Market Dynamics and Fiber Expansion

MBN reports that Altán operates 11,383 towers, accounting for 25.8 % of Mexico’s tower market, across more than 82,000 localities serving 24 million people. The network is also central to the operations of mobile virtual network operators, or MVNOs, which represented 15.2 % of Mexico’s mobile market by the end of 2024.

At the same time, Mexico is becoming increasingly important in regional fiber deployment.
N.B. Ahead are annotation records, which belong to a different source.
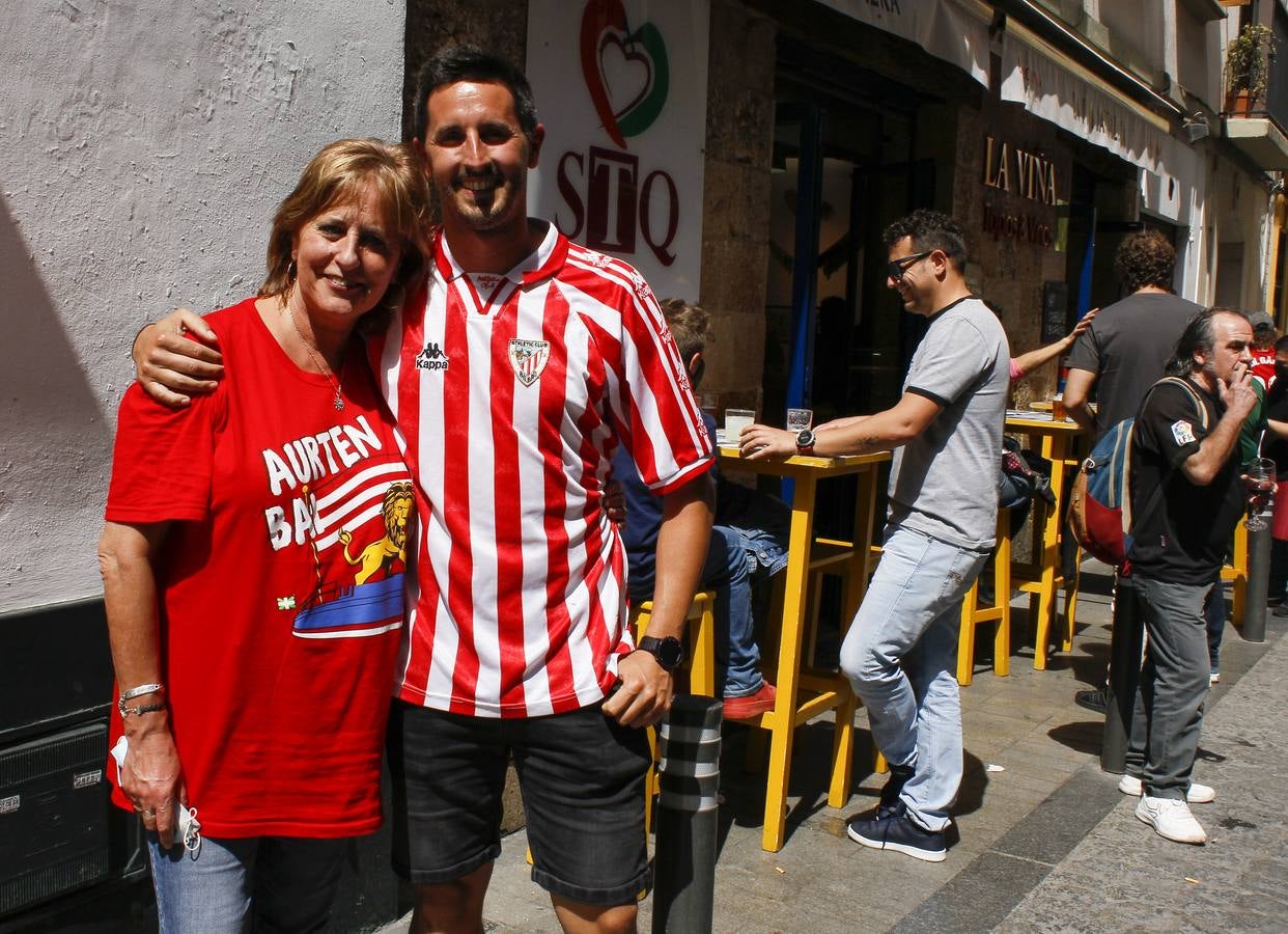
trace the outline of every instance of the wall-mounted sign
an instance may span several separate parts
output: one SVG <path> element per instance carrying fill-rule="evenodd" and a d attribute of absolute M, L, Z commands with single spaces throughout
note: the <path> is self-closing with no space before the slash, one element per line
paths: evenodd
<path fill-rule="evenodd" d="M 546 126 L 528 197 L 578 243 L 697 300 L 707 0 L 529 0 L 528 79 Z"/>
<path fill-rule="evenodd" d="M 1057 243 L 1051 210 L 1056 196 L 1055 161 L 992 135 L 984 138 L 984 187 L 1006 192 L 1019 202 L 992 196 L 984 200 L 984 233 L 1043 249 Z M 1025 201 L 1036 202 L 1029 206 Z"/>

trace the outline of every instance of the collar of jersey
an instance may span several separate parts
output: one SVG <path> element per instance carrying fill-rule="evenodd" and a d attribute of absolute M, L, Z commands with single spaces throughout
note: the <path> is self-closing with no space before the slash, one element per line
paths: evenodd
<path fill-rule="evenodd" d="M 502 273 L 502 278 L 507 278 L 515 285 L 532 285 L 555 276 L 568 258 L 568 238 L 559 232 L 558 227 L 533 218 L 529 218 L 528 223 L 546 224 L 546 236 L 541 238 L 536 250 L 519 260 L 513 269 Z M 434 262 L 444 282 L 453 282 L 465 274 L 465 269 L 452 255 L 452 247 L 447 242 L 447 237 L 443 236 L 442 227 L 434 232 Z"/>

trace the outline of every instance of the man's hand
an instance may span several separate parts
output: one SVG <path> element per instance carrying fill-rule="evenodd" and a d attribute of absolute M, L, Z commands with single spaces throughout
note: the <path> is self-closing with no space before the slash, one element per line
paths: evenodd
<path fill-rule="evenodd" d="M 161 846 L 170 849 L 178 826 L 175 801 L 187 805 L 188 791 L 180 779 L 179 754 L 167 727 L 130 736 L 121 767 L 121 791 L 134 803 L 143 826 L 155 830 Z"/>
<path fill-rule="evenodd" d="M 191 340 L 187 335 L 197 340 Z M 192 397 L 214 392 L 224 376 L 219 343 L 201 316 L 178 308 L 134 339 L 130 356 L 139 384 L 153 399 L 171 408 L 191 405 Z"/>
<path fill-rule="evenodd" d="M 738 435 L 738 448 L 747 460 L 773 460 L 796 453 L 796 433 L 769 425 L 747 425 Z"/>
<path fill-rule="evenodd" d="M 1257 407 L 1257 390 L 1252 388 L 1252 368 L 1247 363 L 1240 361 L 1234 365 L 1229 384 L 1224 380 L 1217 380 L 1216 384 L 1226 412 L 1239 420 L 1247 419 Z"/>
<path fill-rule="evenodd" d="M 604 487 L 604 513 L 613 524 L 626 522 L 626 487 L 621 481 L 609 481 Z"/>
<path fill-rule="evenodd" d="M 604 714 L 622 727 L 652 727 L 666 716 L 675 696 L 675 678 L 657 663 L 652 652 L 631 652 L 617 663 L 621 683 L 604 701 Z"/>

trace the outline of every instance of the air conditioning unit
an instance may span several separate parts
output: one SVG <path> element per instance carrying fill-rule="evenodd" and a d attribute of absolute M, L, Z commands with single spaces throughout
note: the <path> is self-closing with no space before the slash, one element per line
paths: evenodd
<path fill-rule="evenodd" d="M 111 872 L 107 723 L 0 747 L 0 917 Z"/>

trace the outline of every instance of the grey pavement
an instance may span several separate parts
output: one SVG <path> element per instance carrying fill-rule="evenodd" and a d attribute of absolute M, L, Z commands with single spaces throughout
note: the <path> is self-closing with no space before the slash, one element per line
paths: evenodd
<path fill-rule="evenodd" d="M 1099 573 L 1096 572 L 1099 569 Z M 748 729 L 725 728 L 721 763 L 716 931 L 969 930 L 1288 930 L 1288 822 L 1279 786 L 1288 778 L 1288 643 L 1267 617 L 1267 642 L 1227 627 L 1222 680 L 1203 727 L 1199 781 L 1215 804 L 1195 813 L 1207 846 L 1157 836 L 1132 814 L 1117 776 L 1099 765 L 1101 720 L 1073 693 L 1104 675 L 1109 578 L 1090 564 L 1072 653 L 1034 671 L 1027 599 L 1014 605 L 1011 674 L 994 676 L 981 627 L 974 684 L 962 688 L 966 777 L 956 841 L 944 863 L 864 849 L 845 835 L 873 806 L 884 776 L 871 772 L 867 720 L 855 727 L 855 787 L 827 805 L 829 723 L 797 733 L 788 835 L 760 849 L 764 776 L 743 767 Z M 504 841 L 484 915 L 489 931 L 558 931 L 550 903 L 529 879 L 526 835 Z M 640 911 L 650 929 L 652 901 Z M 406 919 L 384 931 L 406 930 Z"/>

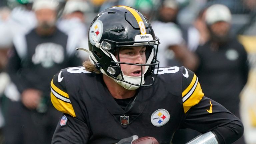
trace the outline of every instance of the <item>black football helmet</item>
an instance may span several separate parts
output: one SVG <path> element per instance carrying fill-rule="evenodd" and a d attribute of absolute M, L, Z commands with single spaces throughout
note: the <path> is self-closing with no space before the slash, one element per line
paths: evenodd
<path fill-rule="evenodd" d="M 140 12 L 123 6 L 106 9 L 94 18 L 88 36 L 89 51 L 85 50 L 90 54 L 91 62 L 101 72 L 129 90 L 153 84 L 158 71 L 155 69 L 159 65 L 156 55 L 160 43 L 148 20 Z M 120 62 L 119 48 L 136 46 L 146 47 L 146 63 Z M 144 72 L 139 77 L 126 76 L 120 64 L 140 66 Z"/>

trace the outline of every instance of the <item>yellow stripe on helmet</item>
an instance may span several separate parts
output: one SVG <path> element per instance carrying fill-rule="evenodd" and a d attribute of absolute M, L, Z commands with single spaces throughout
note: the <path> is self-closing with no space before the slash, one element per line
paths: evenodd
<path fill-rule="evenodd" d="M 134 16 L 134 17 L 135 17 L 135 18 L 137 21 L 137 22 L 138 22 L 138 24 L 139 25 L 139 26 L 140 27 L 140 34 L 147 34 L 147 32 L 146 31 L 145 25 L 144 24 L 144 22 L 143 22 L 141 17 L 138 13 L 138 12 L 136 11 L 133 8 L 127 6 L 116 6 L 124 8 L 131 12 L 131 13 L 133 15 L 133 16 Z"/>

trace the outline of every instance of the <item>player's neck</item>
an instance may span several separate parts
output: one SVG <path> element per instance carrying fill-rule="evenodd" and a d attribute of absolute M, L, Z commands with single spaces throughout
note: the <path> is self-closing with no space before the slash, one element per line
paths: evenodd
<path fill-rule="evenodd" d="M 108 76 L 103 75 L 103 80 L 110 94 L 115 98 L 122 99 L 134 96 L 136 90 L 128 90 L 119 85 Z"/>

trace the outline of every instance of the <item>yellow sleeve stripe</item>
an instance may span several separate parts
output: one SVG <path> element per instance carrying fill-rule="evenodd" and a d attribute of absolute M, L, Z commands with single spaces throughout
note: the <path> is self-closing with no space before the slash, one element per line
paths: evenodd
<path fill-rule="evenodd" d="M 197 77 L 196 75 L 194 74 L 193 78 L 192 79 L 192 81 L 191 81 L 191 83 L 189 84 L 189 85 L 187 88 L 182 92 L 182 97 L 183 97 L 186 95 L 188 92 L 189 92 L 189 91 L 191 88 L 192 88 L 192 87 L 195 85 L 195 84 L 196 84 L 196 81 L 197 79 Z"/>
<path fill-rule="evenodd" d="M 127 6 L 116 6 L 124 8 L 131 12 L 132 14 L 133 15 L 133 16 L 134 16 L 135 19 L 136 19 L 136 20 L 137 21 L 137 22 L 138 22 L 138 24 L 139 25 L 139 26 L 140 27 L 140 34 L 147 34 L 147 32 L 146 31 L 146 29 L 145 28 L 145 25 L 144 24 L 144 22 L 143 22 L 143 21 L 142 20 L 141 17 L 140 17 L 140 15 L 136 10 L 133 8 Z"/>
<path fill-rule="evenodd" d="M 200 84 L 198 82 L 192 94 L 183 103 L 185 113 L 186 113 L 191 107 L 198 103 L 204 95 Z"/>
<path fill-rule="evenodd" d="M 62 91 L 54 85 L 54 84 L 53 84 L 53 79 L 52 80 L 52 81 L 51 82 L 51 87 L 52 89 L 56 92 L 57 92 L 62 96 L 67 98 L 69 98 L 69 96 L 68 96 L 68 94 L 67 93 Z"/>
<path fill-rule="evenodd" d="M 57 110 L 63 113 L 69 114 L 73 117 L 76 117 L 76 114 L 71 103 L 66 102 L 57 98 L 57 97 L 51 92 L 51 101 L 53 106 Z"/>

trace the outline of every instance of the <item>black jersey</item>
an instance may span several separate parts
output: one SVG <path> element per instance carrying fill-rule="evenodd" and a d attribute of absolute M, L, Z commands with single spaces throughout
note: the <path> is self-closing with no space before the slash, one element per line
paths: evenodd
<path fill-rule="evenodd" d="M 220 143 L 230 143 L 242 133 L 239 119 L 204 96 L 197 77 L 183 67 L 159 68 L 154 85 L 138 89 L 125 110 L 110 94 L 102 74 L 83 67 L 62 70 L 51 85 L 52 102 L 64 113 L 52 143 L 113 144 L 137 135 L 169 144 L 183 128 L 212 131 Z"/>

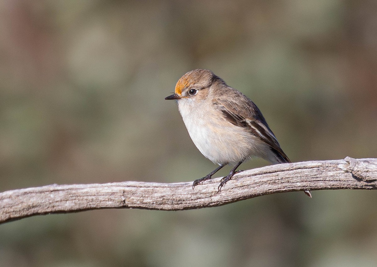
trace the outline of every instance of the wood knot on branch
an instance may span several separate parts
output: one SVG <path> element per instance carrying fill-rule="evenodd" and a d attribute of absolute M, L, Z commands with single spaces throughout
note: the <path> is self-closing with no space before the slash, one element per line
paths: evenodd
<path fill-rule="evenodd" d="M 377 159 L 355 159 L 348 157 L 344 159 L 346 164 L 339 164 L 339 168 L 351 173 L 359 181 L 372 183 L 377 181 Z"/>

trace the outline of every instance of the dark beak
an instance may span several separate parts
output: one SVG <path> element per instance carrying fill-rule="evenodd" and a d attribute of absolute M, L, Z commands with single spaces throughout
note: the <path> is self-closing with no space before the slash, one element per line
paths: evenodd
<path fill-rule="evenodd" d="M 174 99 L 179 99 L 180 98 L 179 96 L 176 94 L 175 94 L 173 95 L 169 95 L 169 97 L 166 97 L 165 99 L 165 100 L 173 100 Z"/>

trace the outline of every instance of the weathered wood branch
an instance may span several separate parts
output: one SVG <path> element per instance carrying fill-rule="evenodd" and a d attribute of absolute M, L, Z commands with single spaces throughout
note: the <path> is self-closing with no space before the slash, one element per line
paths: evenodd
<path fill-rule="evenodd" d="M 347 157 L 267 166 L 236 175 L 218 192 L 219 180 L 206 181 L 193 190 L 191 182 L 53 184 L 11 190 L 0 193 L 0 223 L 35 215 L 101 209 L 199 209 L 308 189 L 375 189 L 377 158 Z"/>

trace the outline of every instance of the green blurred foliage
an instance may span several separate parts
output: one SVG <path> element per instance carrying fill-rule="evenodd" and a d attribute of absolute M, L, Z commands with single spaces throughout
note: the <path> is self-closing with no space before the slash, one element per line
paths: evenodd
<path fill-rule="evenodd" d="M 376 3 L 2 1 L 0 191 L 206 174 L 164 100 L 197 68 L 254 101 L 294 161 L 377 157 Z M 377 265 L 377 192 L 313 195 L 28 218 L 0 226 L 0 266 Z"/>

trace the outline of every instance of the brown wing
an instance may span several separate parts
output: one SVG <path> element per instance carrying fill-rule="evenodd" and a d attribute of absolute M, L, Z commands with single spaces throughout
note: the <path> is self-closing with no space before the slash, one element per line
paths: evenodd
<path fill-rule="evenodd" d="M 233 88 L 232 88 L 233 89 Z M 214 106 L 219 109 L 225 118 L 232 124 L 245 128 L 251 134 L 268 144 L 282 163 L 291 162 L 283 151 L 272 131 L 258 107 L 250 99 L 235 89 L 237 102 L 223 98 L 214 100 Z"/>

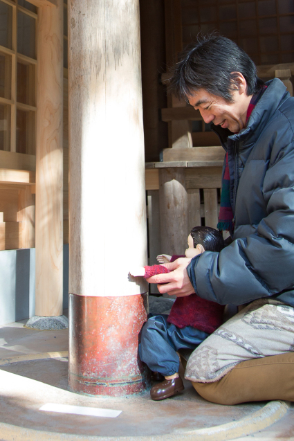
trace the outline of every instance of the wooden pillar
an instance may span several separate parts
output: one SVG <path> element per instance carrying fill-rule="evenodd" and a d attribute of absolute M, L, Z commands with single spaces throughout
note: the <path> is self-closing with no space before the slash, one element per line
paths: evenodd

MBN notes that fiber-to-the-home overtook DSL and cable as the country’s main broadband platform in 2022, placing Mexico among the Latin American leaders in FTTH expansion alongside Brazil, Colombia, Argentina and Peru. 

The broader digital economy increasingly depends on low-latency fixed connectivity for cloud services, streaming, industrial applications, and AI workloads.

Still, structural limits remain. Mexico continues to be a heavily prepaid telecom market, accounting for 32.3% of all prepaid subscriptions in Latin America by the end of 2024, according S&P. Postpaid penetration remains comparatively lower, which can constrain long-term revenue stability for operators and slow the broader monetization of advanced services. 

In addition, Expansión noted that only a limited share of devices in Mexico are 5G-compatible, a bottleneck that continues to weigh on adoption even as networks expand.

Infrastructure density is another challenge. While China has pushed nationwide deployment at a massive scale, Mexico’s tower infrastructure grew by just 0.07 % in 2024, according to MBN. That modest pace suggests that future gains in 5G quality and coverage may depend on more investment in densification technologies such as small cells and distributed antenna systems, especially as demand rises for faster data traffic and more reliable urban coverage.